Nemesis car smashes electric speed record

 

A supercar powered by energy from wind turbines has smashed the UK land speed record for an electric car.

The Nemesis, driven by Nick Ponting, hit 151mph during a run at Elvington airfield near York today.

This breaks the record of 137mph set by Don Wales, the grandson of speed ace Sir Malcolm Campbell, 10 years ago.

Nemesis broke the record with a 148mph first run this morning, then Ponting, 21, bettered this with a 151mph later.

Today's achievement was ratified by the Motor Sports Association at the track.

The makers of the Nemesis say it is the first electric supercar built in the UK and they hope it will "smash the stereotype" of electric-powered cars as boring and slow.

It is the brainchild of Dale Vince, founder of green electricity company Ecotricity, of Stroud, Gloucestershire.

Mr Vince said: "This is brilliant.
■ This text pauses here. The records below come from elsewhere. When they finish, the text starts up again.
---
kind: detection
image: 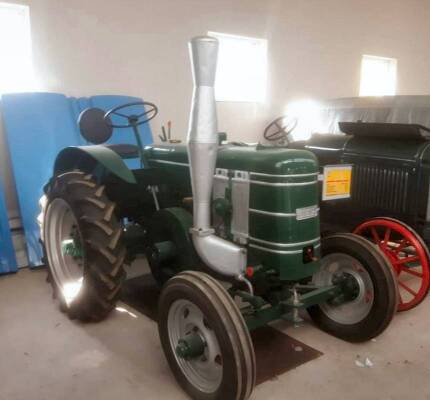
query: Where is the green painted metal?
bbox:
[175,333,205,360]
[54,146,136,183]
[145,145,320,281]
[154,240,176,262]
[291,127,430,244]
[148,207,199,276]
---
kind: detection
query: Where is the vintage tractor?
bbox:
[264,112,430,311]
[41,37,398,400]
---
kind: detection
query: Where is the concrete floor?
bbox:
[0,270,430,400]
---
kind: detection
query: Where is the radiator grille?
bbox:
[352,164,410,213]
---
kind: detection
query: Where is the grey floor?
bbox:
[0,270,430,400]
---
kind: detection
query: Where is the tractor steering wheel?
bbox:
[104,101,158,128]
[264,116,298,144]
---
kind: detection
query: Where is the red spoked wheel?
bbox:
[354,218,430,311]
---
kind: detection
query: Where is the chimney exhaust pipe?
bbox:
[187,36,247,280]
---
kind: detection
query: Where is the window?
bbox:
[360,55,397,96]
[0,2,34,95]
[209,32,267,103]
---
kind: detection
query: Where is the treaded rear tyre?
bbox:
[42,170,126,321]
[158,271,256,400]
[308,233,399,342]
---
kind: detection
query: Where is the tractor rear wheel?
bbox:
[308,233,398,342]
[42,171,126,321]
[354,217,430,311]
[158,271,256,400]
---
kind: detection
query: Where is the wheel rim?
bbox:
[167,299,223,393]
[354,219,430,311]
[313,253,374,325]
[44,198,84,305]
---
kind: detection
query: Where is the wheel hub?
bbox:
[313,253,374,325]
[168,299,223,393]
[44,198,84,304]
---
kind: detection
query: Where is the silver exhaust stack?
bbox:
[187,36,247,279]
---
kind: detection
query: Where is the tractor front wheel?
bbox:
[308,233,398,342]
[354,217,430,311]
[158,271,255,400]
[42,171,126,321]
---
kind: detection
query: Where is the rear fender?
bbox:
[54,145,136,183]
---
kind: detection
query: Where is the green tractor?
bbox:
[41,37,398,400]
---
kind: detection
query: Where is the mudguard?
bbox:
[54,145,136,183]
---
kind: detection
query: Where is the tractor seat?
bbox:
[105,144,139,159]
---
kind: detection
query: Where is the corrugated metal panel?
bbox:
[352,163,411,213]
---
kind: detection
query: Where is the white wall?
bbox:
[18,0,430,140]
[0,0,430,216]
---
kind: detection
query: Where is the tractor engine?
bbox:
[146,145,320,280]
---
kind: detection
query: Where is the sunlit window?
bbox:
[209,32,267,103]
[0,2,34,95]
[360,55,397,96]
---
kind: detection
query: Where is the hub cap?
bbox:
[313,253,374,325]
[167,299,223,393]
[44,198,84,304]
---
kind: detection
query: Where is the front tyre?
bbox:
[42,171,126,321]
[308,233,398,342]
[158,271,255,400]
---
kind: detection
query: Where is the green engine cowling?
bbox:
[145,145,320,281]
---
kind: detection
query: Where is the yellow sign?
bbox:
[323,165,352,200]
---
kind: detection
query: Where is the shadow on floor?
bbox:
[121,275,322,384]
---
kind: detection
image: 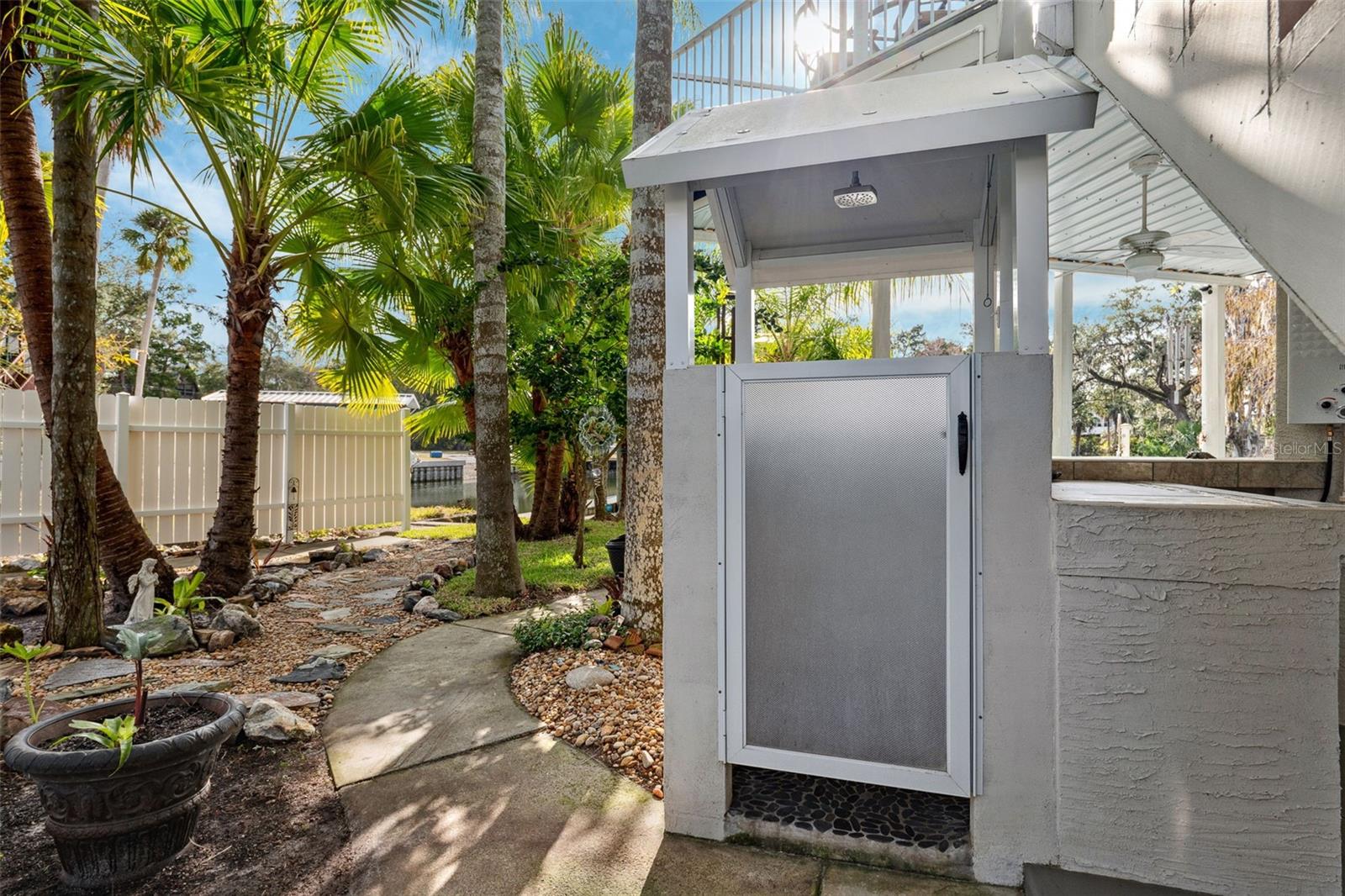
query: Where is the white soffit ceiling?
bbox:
[623,56,1098,187]
[1047,56,1263,277]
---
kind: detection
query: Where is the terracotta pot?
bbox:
[4,692,244,888]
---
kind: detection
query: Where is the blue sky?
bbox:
[38,0,1173,347]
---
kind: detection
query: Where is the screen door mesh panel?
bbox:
[742,377,950,771]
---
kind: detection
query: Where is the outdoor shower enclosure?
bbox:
[625,58,1096,861]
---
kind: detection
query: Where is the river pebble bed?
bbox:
[511,650,663,799]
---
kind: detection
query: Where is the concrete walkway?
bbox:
[323,598,1014,896]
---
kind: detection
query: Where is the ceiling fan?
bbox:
[1068,152,1247,280]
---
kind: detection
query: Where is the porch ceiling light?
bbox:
[831,171,878,208]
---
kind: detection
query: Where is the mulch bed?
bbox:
[509,650,663,799]
[0,740,354,896]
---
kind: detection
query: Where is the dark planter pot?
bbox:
[4,693,244,888]
[607,533,625,578]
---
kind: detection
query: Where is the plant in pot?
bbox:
[4,630,244,888]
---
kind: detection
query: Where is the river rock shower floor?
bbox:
[729,766,971,853]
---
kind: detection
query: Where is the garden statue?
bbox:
[126,557,159,623]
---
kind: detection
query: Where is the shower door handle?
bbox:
[957,410,971,477]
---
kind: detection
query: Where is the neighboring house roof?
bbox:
[200,389,419,410]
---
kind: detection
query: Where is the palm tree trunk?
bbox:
[200,231,274,598]
[0,15,175,608]
[621,0,672,634]
[136,251,164,398]
[45,0,103,647]
[472,0,523,598]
We built the Nemesis to smash the stereotype of electric cars as something Noddy would drive - slow, boring, not cool - and I think we've done exactly that today.
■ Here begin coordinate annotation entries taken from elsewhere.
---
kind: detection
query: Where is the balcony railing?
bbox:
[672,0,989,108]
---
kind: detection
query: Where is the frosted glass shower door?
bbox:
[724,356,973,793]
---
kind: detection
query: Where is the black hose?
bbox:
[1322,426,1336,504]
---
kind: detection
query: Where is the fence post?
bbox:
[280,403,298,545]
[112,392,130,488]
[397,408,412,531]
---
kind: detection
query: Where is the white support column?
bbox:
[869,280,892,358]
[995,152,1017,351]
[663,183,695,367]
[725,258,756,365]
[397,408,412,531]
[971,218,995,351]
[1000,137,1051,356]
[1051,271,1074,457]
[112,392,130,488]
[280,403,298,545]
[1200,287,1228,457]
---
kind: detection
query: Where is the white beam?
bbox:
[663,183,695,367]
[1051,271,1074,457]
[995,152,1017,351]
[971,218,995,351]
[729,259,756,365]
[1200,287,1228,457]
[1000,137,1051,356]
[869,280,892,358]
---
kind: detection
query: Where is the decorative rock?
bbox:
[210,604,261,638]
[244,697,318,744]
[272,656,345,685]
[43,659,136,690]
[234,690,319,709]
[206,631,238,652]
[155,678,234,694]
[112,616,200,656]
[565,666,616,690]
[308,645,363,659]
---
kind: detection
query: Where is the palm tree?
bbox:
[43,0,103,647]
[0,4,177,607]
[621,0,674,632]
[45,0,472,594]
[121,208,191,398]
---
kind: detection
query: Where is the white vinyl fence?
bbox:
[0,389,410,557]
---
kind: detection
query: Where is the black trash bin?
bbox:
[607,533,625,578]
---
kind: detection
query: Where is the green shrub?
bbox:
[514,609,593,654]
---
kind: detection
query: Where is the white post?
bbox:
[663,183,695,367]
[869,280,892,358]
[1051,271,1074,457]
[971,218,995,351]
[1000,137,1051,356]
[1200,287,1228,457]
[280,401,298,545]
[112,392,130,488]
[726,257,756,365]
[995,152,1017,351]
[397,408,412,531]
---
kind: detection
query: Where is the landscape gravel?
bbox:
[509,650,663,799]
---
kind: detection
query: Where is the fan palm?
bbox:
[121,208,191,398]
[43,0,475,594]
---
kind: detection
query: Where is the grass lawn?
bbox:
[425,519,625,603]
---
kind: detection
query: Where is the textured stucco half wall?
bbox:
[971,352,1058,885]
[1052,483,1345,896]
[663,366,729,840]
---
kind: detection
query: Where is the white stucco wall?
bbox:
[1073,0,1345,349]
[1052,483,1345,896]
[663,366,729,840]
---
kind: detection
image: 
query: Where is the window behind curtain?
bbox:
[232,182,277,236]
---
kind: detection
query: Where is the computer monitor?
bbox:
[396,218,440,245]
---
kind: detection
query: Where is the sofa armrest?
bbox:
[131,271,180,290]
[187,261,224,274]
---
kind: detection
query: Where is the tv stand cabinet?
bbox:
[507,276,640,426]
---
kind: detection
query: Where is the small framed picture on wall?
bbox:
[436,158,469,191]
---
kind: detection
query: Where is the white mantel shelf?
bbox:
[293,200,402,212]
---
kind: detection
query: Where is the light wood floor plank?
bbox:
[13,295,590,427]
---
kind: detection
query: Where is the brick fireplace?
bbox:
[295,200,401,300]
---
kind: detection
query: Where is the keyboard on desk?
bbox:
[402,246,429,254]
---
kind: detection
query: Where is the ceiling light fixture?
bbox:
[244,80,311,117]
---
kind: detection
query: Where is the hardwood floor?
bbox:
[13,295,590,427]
"Hopefully this will further stimulate debate about the future of transport in Britain and how we'll be getting around when the world runs out of oil.

"What we've been able to demonstrate is that wind-powered cars are not just feasible, but can be a load of fun."

Mr Vince said the Nemesis is powered entirely by electricity generated by Ecotricity's network of 53 wind turbines around the UK.

It was designed and built in less than two years by a team of leading British motorsport engineers in Norfolk.

The car began life as a second-hand Lotus Exige bought on eBay, and was rebuilt from the ground up.

Mr Vince said the Nemesis is capable of 0-100mph in 8.5 seconds and, on paper, is capable of topping 200mph.

The Nemesis can travel for 100 to 150 miles between charges, depending on driving style, and can be charged from empty in less than 30 minutes.

Ponting, who lives in Gloucester and works for an estate agency in Stroud, has had years of experience racing a range of cars since his early teens.

He said the amazing thing about the car was its consistent rapid acceleration at all speeds.

"It hasn't really sunk in yet that we are in the record books," he said.

"It was nice to break the record once and then smash it again - which proved a point really.

"They've done such a good job with the car. It's an amazing result."

Last summer Mr Wales attempted to break his own record but ran into trouble on the beach at Pendine Sands in Carmarthenshire.